It is rare to see a retailer come out and say that its profits are set to beat City expectations. Home Retail Group did just that yesterday. In response, its shares ended the session slightly higher which was quite an achievement given the heavy losses suffered by other blue chips.
Home Retail had a strong performance from its Argos chain to thank for the upgrade. The discount retailer enjoyed a 3 per cent rise in like-for-like sales for the eight weeks to 3 March amid solid demand for televisions and video games systems. Margins at the division also recorded an advance due to supply-chain reforms and better stock management.
In a research note published this morning, the analysts mention that while LFL sales growth at the company’s Argos division improved from 0.2% in 3Q to 3% in the last eight weeks, the Homebase division’s LFL sales growth jumped from -2.9% to 9%. Home Retail Group has announced its second positive profit warning.
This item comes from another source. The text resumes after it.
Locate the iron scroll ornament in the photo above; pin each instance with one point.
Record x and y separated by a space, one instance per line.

The pretax estimates for 2007 and 2008 have been raised from £343 million to £365 million and from £376 million to £380 million, respectively.
Terry Duddy, chief executive of Home Retail, said: "We now expect profits… to be slightly above the current market consensus, driven principally by Argos.
"While we are pleased with the most recent performance and the likely outturn for the financial year just completed, we remain cautious on a retail environment that is still expected to be challenging."
He said, "Before investors get too excited, it is also worth noting that Homebase still has its key Easter trading period ahead of it. In this quarter of its financial year, the unit gets around a third of its sales. Yet, given the stock's undemanding trading multiple, just 14 times forward earnings, it is definitely worth holding."